Site icon JONATHAN TURLEY

Professors Excuse Students From Classes and Exams To Deal With The “Trauma” Of The Trump Election

old_guitarist_chicagoAs discussed last night with Megyn Kelly (below), there are stories out this week of professors excusing students from classes or even exams due to the trauma caused by the election of Donald Trump as President of the United States. It is the same response that we saw to the Ferguson, Missouri riots, which I also criticized at schools like Columbia. I cancelled class so that everyone could participate in this historic election. Many of my students were poll watchers and campaign workers. However, we all returned the next day and, even my students upset with the results, directed that energy told their education and moving forward. I was proud of them. We do our students a disservice by reinforcing this modern version of the vapors, where students emotionally collapse when legal or political events do not go their way. Ironically, one of the things I most respect about Hillary Clinton is her fighting spirit. She tended to stand her ground and, when knocked down, to pick herself up immediately and fight again.

One story details how an economics professor at Yale wrote his students to say “I am getting many heartfelt notes from students who are in shock over the election returns” and “fear, rightly or wrongly for their families” and are “requesting that the exam be postponed.” He agreed to do so.

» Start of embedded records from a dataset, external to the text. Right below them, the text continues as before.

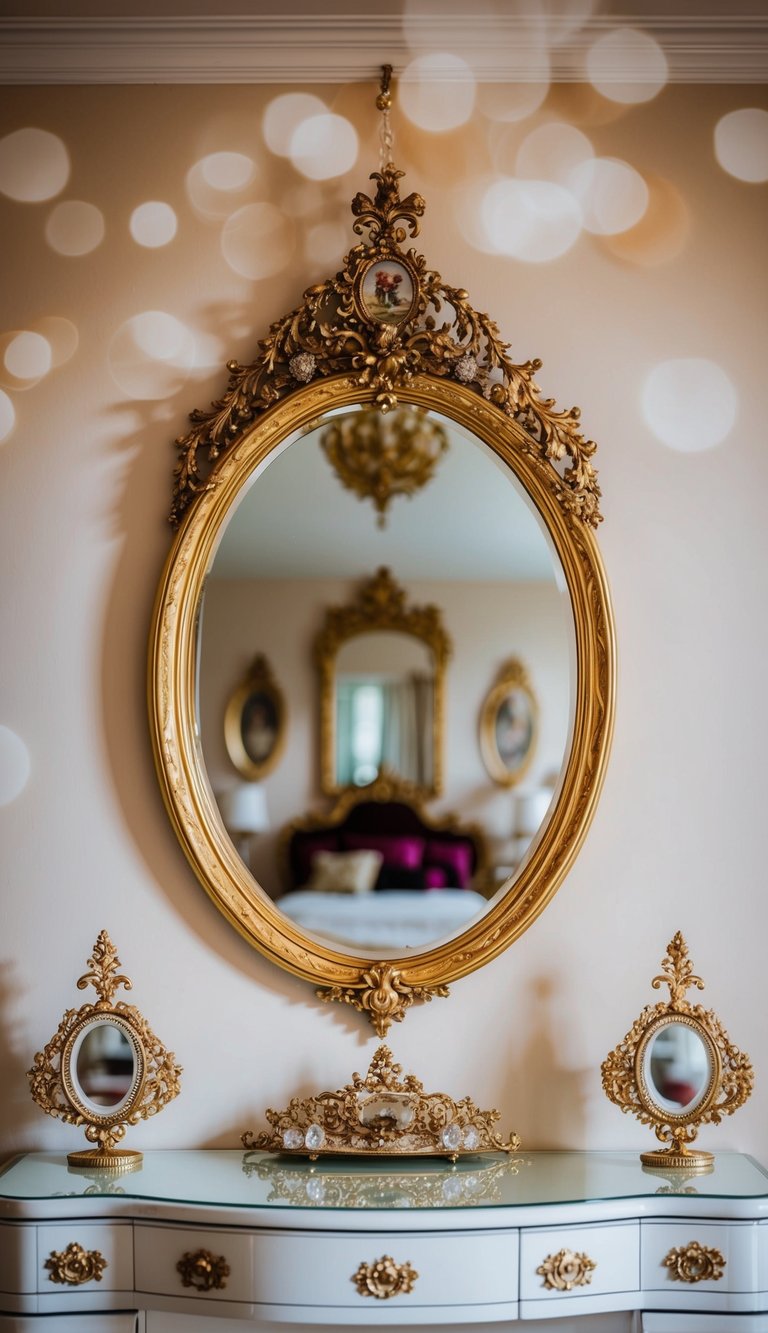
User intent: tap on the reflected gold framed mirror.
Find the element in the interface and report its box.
[149,70,615,1036]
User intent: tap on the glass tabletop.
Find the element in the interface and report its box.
[0,1149,768,1209]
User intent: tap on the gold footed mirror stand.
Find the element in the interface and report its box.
[601,932,755,1172]
[28,930,181,1172]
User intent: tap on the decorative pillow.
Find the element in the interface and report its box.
[424,838,472,889]
[421,865,448,889]
[304,850,381,893]
[344,833,424,870]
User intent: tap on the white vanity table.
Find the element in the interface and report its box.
[0,1152,768,1333]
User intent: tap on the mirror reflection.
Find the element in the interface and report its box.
[75,1022,136,1108]
[645,1022,712,1114]
[197,409,573,956]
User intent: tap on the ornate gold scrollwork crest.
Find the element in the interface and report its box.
[171,74,600,527]
[352,1254,419,1301]
[663,1241,725,1282]
[601,932,755,1170]
[28,930,181,1170]
[536,1250,597,1292]
[45,1241,109,1286]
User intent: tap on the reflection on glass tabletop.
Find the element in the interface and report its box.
[0,1150,768,1209]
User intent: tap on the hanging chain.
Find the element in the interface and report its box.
[376,65,395,171]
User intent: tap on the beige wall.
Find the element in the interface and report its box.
[0,87,768,1158]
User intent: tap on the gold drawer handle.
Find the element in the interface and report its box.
[352,1254,419,1301]
[45,1241,109,1286]
[663,1241,725,1282]
[536,1250,597,1292]
[176,1250,229,1292]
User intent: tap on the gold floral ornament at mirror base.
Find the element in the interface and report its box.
[601,932,755,1172]
[27,930,181,1172]
[241,1046,520,1162]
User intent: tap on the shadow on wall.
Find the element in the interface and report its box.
[101,283,314,994]
[505,976,586,1150]
[0,962,40,1161]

Part of college education is to help shape emerging citizens who need to face adversity and disappointment without being some type of emotional hemophiliacs who swoon or sulk with disappointments. Democracy guarantees rights not results. These students and their candidate lost. That is crushing for many but from that disappointment should come a renewed commitment to their cause. The system worked. Voters have been saying for years that they felt that they no longer counted and that Washington would not change. They wanted an outsider. The Democrats gave them the ultimate establishment figure and a candidate with the highest negative polling numbers of any Democrat. The result should not surprise people. The voters did count this week. They changed things. For the better or the worse . . . only time will tell. Yet, we all remain bound by a common article of faith in our democratic system. When you lose, you pick yourself up (as my students did this week) and get on with it. That is what education is about.